On Pentecost day 1694, the new Abbess of St. Amand in Rouen, of the Order of St. Benedict, gave the same oath of obedience during the High Mass of Pentecost, which was done with solemnity. This Abbess came accompanied by twelve of her nuns, who took their places in the second row of the stalls of the chaplains, and the abbess in the upper row, in the same place as a suffragan bishop when he is present in the Office or for a similar ceremony. At first she simply had a foot mat. During the Kyrie, the Lord Archbishop’s faldstool is placed at the bottom altar step. The Archbishop, with his back to the altar, received in his hand the oath of obedience of the abbess, who knelt before him. She was led to the altar by the dean, the cantor, the treasurer, and the major archdeacon, who are the first four dignitaries, and is taken back by them to her place in choir, where she finds upon returning the [carreau] which a verger brought there immediately after she gave her oath. The abbess heard Mass there with her twelve nuns.

(On Saints’ Feasts)

Initial G[audeamus omnes] from a Gradual: Christ, Virgin, and Saints, about 1370–77. Don Silvestro dei Gherarducci (Italian, Florence, 1339–1399). Ink, tempera, and gold on vellum.
Let us return to our Ordinal of Rouen. There remains the section de festivitatibus sanctorum. It does not favor an excessive number of feasts, lest they be dull and distasteful, nor does it want for all of them to be cut out. (Besides the feasts of Our Lord, the Purification, Annunciation, Assumption, and Nativity of Our Lady, there are very few, and two hundred years ago there were even fewer.) Here is how this section begins, and this is the most salient part: Oportet nos festivitates sanctorum discernere qualiter celebrentur, ne sint nobis fastidiosae si superflue agimus: aut si nimis reticemus, eorum juvamine careamus. It prescribes a fast for the Vigil of the Assumption, and it establishes that the feast be of a superior rank to the other feasts of Our Lady, so that the others might be lesser.

I do not know how they should be lesser, for it goes on to say that it should be of the same solemnity as the feasts of the Annunciation, the Purification, the Nativity of Our Lady, and of All Saints. Perhaps it means that these feasts should have no vigils or octaves. It was Sixtus IV that granted the latter an octave in 1480, and there are churches that have still not done so.

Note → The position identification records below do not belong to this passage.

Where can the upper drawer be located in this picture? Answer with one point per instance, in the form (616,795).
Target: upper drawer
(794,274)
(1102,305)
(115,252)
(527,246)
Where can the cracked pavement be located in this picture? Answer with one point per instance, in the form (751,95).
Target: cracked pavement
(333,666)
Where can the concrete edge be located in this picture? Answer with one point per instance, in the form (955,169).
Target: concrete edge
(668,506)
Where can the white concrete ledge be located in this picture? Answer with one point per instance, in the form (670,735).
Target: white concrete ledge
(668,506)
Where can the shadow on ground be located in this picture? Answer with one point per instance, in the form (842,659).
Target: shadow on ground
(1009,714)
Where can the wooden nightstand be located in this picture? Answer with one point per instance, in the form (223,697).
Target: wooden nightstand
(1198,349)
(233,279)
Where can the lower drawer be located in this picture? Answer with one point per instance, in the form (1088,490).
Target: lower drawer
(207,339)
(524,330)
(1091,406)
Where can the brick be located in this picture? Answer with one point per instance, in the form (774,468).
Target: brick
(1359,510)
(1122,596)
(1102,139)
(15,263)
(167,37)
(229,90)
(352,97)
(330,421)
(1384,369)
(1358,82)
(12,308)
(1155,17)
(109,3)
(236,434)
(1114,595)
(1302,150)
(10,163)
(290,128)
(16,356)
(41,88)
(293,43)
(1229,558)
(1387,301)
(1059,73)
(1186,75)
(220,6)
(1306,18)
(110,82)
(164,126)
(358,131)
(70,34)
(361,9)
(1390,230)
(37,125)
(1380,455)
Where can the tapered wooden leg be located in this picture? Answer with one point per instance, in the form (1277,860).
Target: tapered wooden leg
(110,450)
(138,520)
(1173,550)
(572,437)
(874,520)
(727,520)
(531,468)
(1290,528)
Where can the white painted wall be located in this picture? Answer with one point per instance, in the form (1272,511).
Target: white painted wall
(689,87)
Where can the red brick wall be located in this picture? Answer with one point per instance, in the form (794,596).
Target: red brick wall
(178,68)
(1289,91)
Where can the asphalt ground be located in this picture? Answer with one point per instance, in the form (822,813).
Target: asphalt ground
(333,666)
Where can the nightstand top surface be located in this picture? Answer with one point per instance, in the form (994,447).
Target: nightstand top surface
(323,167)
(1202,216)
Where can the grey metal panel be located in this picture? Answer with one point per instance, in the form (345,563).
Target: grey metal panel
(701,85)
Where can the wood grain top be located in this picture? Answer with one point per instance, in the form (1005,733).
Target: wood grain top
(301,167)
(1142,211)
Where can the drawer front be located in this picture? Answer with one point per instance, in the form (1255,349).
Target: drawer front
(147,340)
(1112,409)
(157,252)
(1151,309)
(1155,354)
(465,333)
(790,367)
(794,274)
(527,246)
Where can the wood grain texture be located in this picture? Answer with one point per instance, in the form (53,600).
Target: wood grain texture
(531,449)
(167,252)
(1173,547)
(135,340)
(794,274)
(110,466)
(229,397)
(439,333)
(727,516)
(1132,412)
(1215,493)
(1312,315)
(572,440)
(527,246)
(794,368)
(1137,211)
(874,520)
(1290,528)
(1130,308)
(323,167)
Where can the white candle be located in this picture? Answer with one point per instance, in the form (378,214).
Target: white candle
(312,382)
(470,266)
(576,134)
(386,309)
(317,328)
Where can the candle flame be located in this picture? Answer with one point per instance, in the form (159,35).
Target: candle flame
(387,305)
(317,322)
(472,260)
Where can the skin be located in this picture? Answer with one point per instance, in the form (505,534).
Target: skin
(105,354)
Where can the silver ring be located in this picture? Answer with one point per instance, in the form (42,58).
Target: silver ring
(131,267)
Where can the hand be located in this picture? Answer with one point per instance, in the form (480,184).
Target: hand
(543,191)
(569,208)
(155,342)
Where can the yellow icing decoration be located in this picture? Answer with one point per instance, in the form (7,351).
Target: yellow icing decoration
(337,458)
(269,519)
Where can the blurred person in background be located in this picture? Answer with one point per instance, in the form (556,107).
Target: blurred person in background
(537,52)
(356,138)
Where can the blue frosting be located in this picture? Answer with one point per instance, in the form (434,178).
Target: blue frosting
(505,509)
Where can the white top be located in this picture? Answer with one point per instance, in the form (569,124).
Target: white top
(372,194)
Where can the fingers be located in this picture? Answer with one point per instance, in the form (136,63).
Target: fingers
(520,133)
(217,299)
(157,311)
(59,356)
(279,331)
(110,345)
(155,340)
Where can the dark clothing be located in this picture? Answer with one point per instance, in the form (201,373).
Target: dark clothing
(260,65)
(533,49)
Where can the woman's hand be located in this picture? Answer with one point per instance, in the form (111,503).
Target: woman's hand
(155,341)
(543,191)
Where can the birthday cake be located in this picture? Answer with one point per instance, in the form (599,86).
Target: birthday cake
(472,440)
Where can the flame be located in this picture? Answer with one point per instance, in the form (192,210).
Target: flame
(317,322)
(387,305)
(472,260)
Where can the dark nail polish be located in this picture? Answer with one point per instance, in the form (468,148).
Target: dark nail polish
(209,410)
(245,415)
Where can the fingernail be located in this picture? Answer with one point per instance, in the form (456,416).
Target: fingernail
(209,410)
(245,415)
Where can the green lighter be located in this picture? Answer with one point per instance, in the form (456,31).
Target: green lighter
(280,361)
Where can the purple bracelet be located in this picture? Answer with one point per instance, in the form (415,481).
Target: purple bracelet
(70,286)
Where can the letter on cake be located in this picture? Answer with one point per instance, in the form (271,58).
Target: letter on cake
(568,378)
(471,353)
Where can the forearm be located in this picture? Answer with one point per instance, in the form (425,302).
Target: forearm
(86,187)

On the day of the Commemoration of all the Faithful Departed, they say the Office of the day in addition to that of the Dead. This is still observed in the Roman Breviary and a few others. The Office of the Dead had no hymns nor invitatories. It seems that it had Second Vespers; there are a few missing words in the manuscripts than could hardly indicate anything else. What confirms my conjecture is that second Compline appears like the other Hours of this Office. Second Vespers are still said not only in Cluny, but also in the illustrious churches of Vienne, Tours, and Besançon.


On semi-double feasts Matins of the feria is said rather than Matins of the feast.[4]

[1] The highest-ranking feasts in the kalendars of some French dioceses.

[2] Author’s note: The learned M. Bocquillot, currently canon of Avalon, and author of the excellent Traité historique de la liturgie.

[3] Jacques Nicolas Colbert, reigned 1691-1707.

[4] The same is the case for simple feasts in Roman rite before the reforms of St. Pius X.